Generated by a local model (nvidia/Gemma-4-26B-A4B-NVFP4) from a scientific paper, claim-checked against the full text. Provenance is open by design.

What makes someone willing to hand over the steering wheel to a machine? As Society of Automotive Engineers (SAE) Level 3 automation moves closer to reality—where cars can self-drive under specific conditions but require a human to remain ready to intervene—public acceptance becomes the critical bottleneck for deployment. Researchers have long studied this. However, much of the existing evidence is localized to European drivers. This leaves a massive question mark over how global populations might react.

A new study utilizing the L3Pilot Global User Acceptance Survey attempts to fill this gap. By surveying over 18,000 people across 17 countries, the researchers sought to identify the universal psychological drivers of adoption. They found that people care much more about whether the technology is useful, socially supported, and enjoyable to use than whether it is easy to operate or based on their age or gender.

Beyond the European bubble

Until now, much of our understanding of autonomous vehicle (AV) acceptance has been geographically biased. Most research applying the Unified Theory of Acceptance and Use of Technology 2 (UTAUT2)—a framework used to predict how users adopt new tech by looking at factors like ease of use and social pressure—has relied on European samples. This creates a significant blind spot. We do not know if the drivers of adoption in a bustling metropolis in Asia or a growing economy in Africa mirror those in Berlin or London.

Furthermore, previous studies often aggregated different levels of automation together. This is a mistake because SAE Level 3 is a unique "middle ground." Unlike fully driverless cars, Level 3 vehicles require a "fallback user"—the human driver—who must be ready to take over when the system reaches its limit. This creates a specific psychological tension regarding trust and readiness that Level 4 or 5 studies simply cannot capture.
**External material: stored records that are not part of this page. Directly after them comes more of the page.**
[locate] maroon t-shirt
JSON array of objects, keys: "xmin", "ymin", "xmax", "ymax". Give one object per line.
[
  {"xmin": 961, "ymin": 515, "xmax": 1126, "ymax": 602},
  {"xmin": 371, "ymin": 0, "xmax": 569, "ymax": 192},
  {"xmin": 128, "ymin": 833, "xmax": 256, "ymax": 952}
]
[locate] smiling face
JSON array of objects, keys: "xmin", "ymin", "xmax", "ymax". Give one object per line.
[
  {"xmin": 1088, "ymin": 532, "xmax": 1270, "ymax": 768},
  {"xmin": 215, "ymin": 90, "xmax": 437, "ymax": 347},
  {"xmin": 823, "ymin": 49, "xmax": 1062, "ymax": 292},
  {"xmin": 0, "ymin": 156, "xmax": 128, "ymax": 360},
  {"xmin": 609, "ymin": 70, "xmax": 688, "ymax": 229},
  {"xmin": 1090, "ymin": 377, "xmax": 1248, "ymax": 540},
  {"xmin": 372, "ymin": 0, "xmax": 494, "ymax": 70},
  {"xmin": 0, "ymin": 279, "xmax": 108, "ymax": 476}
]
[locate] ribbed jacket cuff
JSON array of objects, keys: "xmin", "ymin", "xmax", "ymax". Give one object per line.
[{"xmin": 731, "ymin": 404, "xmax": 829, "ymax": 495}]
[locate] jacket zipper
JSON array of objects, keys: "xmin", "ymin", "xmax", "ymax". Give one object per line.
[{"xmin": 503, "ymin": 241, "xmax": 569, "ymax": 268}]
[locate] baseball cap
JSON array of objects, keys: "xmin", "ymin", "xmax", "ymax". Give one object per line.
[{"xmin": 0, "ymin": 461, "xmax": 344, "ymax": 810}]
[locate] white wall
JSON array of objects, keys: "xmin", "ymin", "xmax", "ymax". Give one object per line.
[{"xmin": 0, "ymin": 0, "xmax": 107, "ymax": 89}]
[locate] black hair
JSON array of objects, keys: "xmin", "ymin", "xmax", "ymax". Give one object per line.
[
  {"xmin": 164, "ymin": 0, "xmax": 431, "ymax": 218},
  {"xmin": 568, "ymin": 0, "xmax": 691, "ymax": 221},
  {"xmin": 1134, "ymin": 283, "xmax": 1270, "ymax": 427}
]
Mapping the architecture of intention

To solve this, the authors employed a variance-based Partial Least Squares Structural Equation Modeling (PLS-SEM) approach. Think of SEM as a way to map a complex web of invisible influences. Instead of just measuring one thing, it calculates how multiple "latent constructs" (unobservable psychological traits like "trust" or "utility") interact to produce a measurable outcome, such as the intention to use a car.

The researchers built a model based on five core pillars of the UTAUT2 framework, as illustrated in :

Figure 4
Fig 4. Conceptual framework of the UTAUT2-based model used in this study. The conceptual model illustrates the hypothesized relationships among performance expectancy (PE), effort expectancy (EE), social influence (SI), facilitating conditions (FC), hedonic motivation (HM), and behavioral intention (BI). Age, gender, and previous ADAS-use experience were modeled as moderators of the relationships between the UTAUT2 constructs and BI. The model was adopted from Nordhoff et al. [14].
  1. Performance Expectancy (PE): The belief that the car will provide functional benefits, like making travel more efficient or comfortable.
  2. Effort Expectancy (EE): The anticipated ease of learning and operating the system.
  3. Social Influence (SI): The perception that important people or society at large approve of the technology.
  4. Facilitating Conditions (FC): The belief that the necessary infrastructure and support (like training or clear manuals) are available.
  5. Hedonic Motivation (HM): The expected enjoyment or positive feeling derived from using the system.

The model does not just look at these in isolation. It examines how they are associated with one another. For instance, the authors tested how social endorsement might be linked to a person's perception of how useful or easy the car is to use.

Utility and social proof over ease of use

The results of this massive multinational analysis reveal a hierarchy of importance that challenges common design intuitions. The study finds that the intention to use Level 3 cars is associated with performance expectancy, social influence, and hedonic motivation.

Specifically, the authors report that Performance Expectancy was the strongest direct predictor ($\beta = 0.382$). This means that for every standard deviation increase in perceived usefulness, the intention to use increases by 0.382 units. Social Influence followed closely ($\beta = 0.331$). While these were the strongest immediate triggers, Social Influence showed the largest total effect when accounting for indirect pathways. The paper reports that Social Influence had a massive total effect on intention ($\beta_{total} = 0.825$). This high value suggests that social endorsement is tied to the widest array of psychological drivers.

Interestingly, the "obvious" metrics for tech adoption proved to be surprisingly weak. The authors find that Effort Expectancy (how easy the car is to use) and Facilitating Conditions (the availability of support) played much smaller direct roles in driving intention. Even demographic markers like age, gender, and previous experience with driver assistance systems were statistically significant. However, they were "comparatively weak" predictors. As seen in the respondent distributions (, ), the sample was diverse and well-balanced.

Figure 3
Fig 3. Distribution of respondents by gender. The retained analytic sample was nearly evenly gender balanced, with 9,297 respondents coded as male and 9,306 respondents coded as female. Respondents coded as 'Other' were excluded from the analytic sample because the subgroup was very small and could not support statistically reliable separate analysis.
Figure 2
Fig 2. Distribution of respondents by age. The largest age group was 36-55 years, representing 42.52% of the respondents, followed by 23-35 years at 29.03%, 56-69 years at 18.01%, and 18-22 years at 10.44%.
Figure 1
Fig 1. Distribution of respondents by country. The final analytic sample included 18,603 respondents from 17 countries. National sample sizes were broadly comparable across countries, ranging from 1,003 respondents in China to 1,216 respondents in the United Kingdom. Percentages indicate each country's share of the final analytic sample.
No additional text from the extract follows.